KUALA LUMPUR • The Malaysian authorities have found mass graves containing the remains of more than 20 people believed to be human-trafficking victims near the border with Thailand.
The heavily forested Thai-Malaysian border has been a transit point for smugglers bringing people to South-east Asia by boat from Myanmar and Bangladesh. The migrants are often held for ransom in squalid detention camps and, according to some accounts, face torture and starvation.
The police uncovered 24 bodies on Saturday in the Bukit Wang Burma area near the Malaysian border with Thailand, close to where the authorities in May had found hundreds of bodies in illegal detention camps.
"Following on from the operation in which we found... bodies of illegal immigrants, 24 more bodies have been found and dug up," the police said yesterday in a statement, adding that the remains had been handed over to medical experts.
It was not immediately clear if the bodies discovered were those of Rohingya, a minority ethnic group in Myanmar whose members have fled widespread persecution in that country.

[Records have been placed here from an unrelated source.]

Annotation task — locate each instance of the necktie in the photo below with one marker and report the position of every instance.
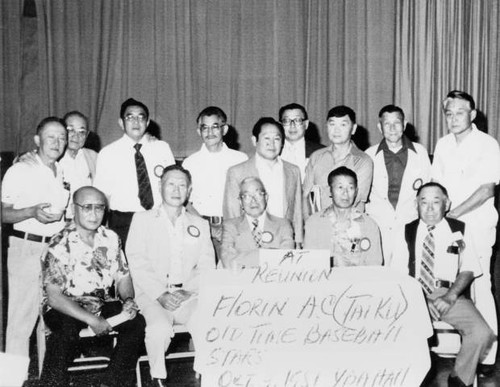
(145, 193)
(426, 277)
(257, 235)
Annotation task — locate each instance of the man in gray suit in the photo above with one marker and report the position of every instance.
(242, 237)
(281, 179)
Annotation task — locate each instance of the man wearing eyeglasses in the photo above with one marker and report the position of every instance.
(209, 167)
(242, 237)
(129, 169)
(82, 263)
(296, 149)
(33, 200)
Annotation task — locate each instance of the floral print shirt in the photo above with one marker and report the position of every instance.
(84, 273)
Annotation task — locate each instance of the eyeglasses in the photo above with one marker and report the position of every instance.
(215, 128)
(139, 118)
(296, 121)
(79, 133)
(88, 208)
(247, 198)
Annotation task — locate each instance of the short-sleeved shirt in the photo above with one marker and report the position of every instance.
(322, 162)
(449, 262)
(116, 173)
(208, 171)
(28, 184)
(463, 167)
(83, 273)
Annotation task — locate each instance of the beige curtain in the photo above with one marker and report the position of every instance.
(443, 45)
(247, 56)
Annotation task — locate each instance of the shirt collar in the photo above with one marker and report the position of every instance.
(407, 144)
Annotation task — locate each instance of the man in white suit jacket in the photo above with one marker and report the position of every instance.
(167, 248)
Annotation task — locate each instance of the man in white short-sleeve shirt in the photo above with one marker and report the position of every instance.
(467, 163)
(208, 168)
(118, 174)
(33, 200)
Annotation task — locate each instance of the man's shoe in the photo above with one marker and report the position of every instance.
(485, 370)
(157, 382)
(455, 381)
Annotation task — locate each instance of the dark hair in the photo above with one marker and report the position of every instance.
(257, 128)
(341, 111)
(78, 114)
(212, 111)
(132, 102)
(433, 184)
(457, 94)
(292, 106)
(391, 109)
(175, 167)
(48, 120)
(342, 171)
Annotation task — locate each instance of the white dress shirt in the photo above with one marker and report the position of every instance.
(116, 173)
(208, 171)
(273, 179)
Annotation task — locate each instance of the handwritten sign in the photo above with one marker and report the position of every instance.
(292, 325)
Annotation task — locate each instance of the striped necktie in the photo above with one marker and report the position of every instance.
(256, 234)
(145, 193)
(426, 277)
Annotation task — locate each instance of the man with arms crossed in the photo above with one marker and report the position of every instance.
(167, 249)
(440, 254)
(400, 167)
(209, 167)
(296, 149)
(341, 125)
(34, 200)
(129, 169)
(82, 264)
(467, 163)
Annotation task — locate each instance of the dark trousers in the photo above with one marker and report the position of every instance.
(119, 222)
(63, 342)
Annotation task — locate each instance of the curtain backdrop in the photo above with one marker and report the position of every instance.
(443, 45)
(248, 57)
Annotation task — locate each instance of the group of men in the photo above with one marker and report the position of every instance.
(173, 222)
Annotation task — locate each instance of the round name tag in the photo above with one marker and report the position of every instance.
(267, 237)
(365, 244)
(194, 231)
(417, 184)
(158, 170)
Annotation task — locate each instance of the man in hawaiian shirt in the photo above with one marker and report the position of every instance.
(351, 236)
(82, 263)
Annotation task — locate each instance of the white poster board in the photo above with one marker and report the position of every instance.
(295, 326)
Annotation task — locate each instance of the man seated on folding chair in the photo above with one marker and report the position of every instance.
(243, 236)
(81, 265)
(167, 248)
(442, 258)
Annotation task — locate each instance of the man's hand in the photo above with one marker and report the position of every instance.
(43, 216)
(130, 307)
(172, 301)
(100, 326)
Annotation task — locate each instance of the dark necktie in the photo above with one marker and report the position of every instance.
(426, 277)
(257, 235)
(145, 193)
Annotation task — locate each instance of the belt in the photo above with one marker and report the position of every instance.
(215, 220)
(30, 237)
(443, 284)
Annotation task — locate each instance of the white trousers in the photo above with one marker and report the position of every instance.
(159, 331)
(23, 265)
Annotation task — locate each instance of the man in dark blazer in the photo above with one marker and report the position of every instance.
(296, 149)
(281, 179)
(255, 229)
(443, 259)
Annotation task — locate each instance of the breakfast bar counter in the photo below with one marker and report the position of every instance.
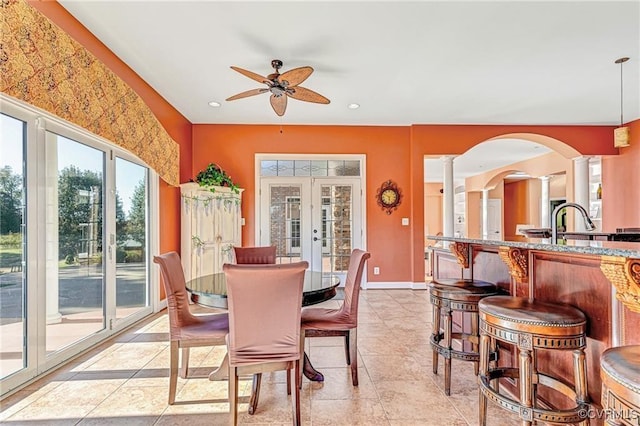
(601, 278)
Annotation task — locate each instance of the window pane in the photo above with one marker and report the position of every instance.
(131, 238)
(12, 246)
(75, 277)
(284, 205)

In May, at least 106 bodies were found in trafficking camps in northern Malaysia along the Thai border, while at least seven camps and 33 bodies were found on the Thai side - discoveries that laid bare the brutal extent of the region's migrant crisis as well as the plight of the Rohingya.
Myanmar's Muslim minority have, for years, sought to escape what they say is worsening persecution by the country's Buddhist majority. Fleeing abroad by the thousands each year, they put their lives in the hands of often-brutal smugglers who arrange a perilous passage by sea and land.
A crackdown by the Thai authorities in May drove traffickers to abandon thousands of migrants on rickety, overcrowded boats in South-east Asian waters, triggering a regional humanitarian crisis.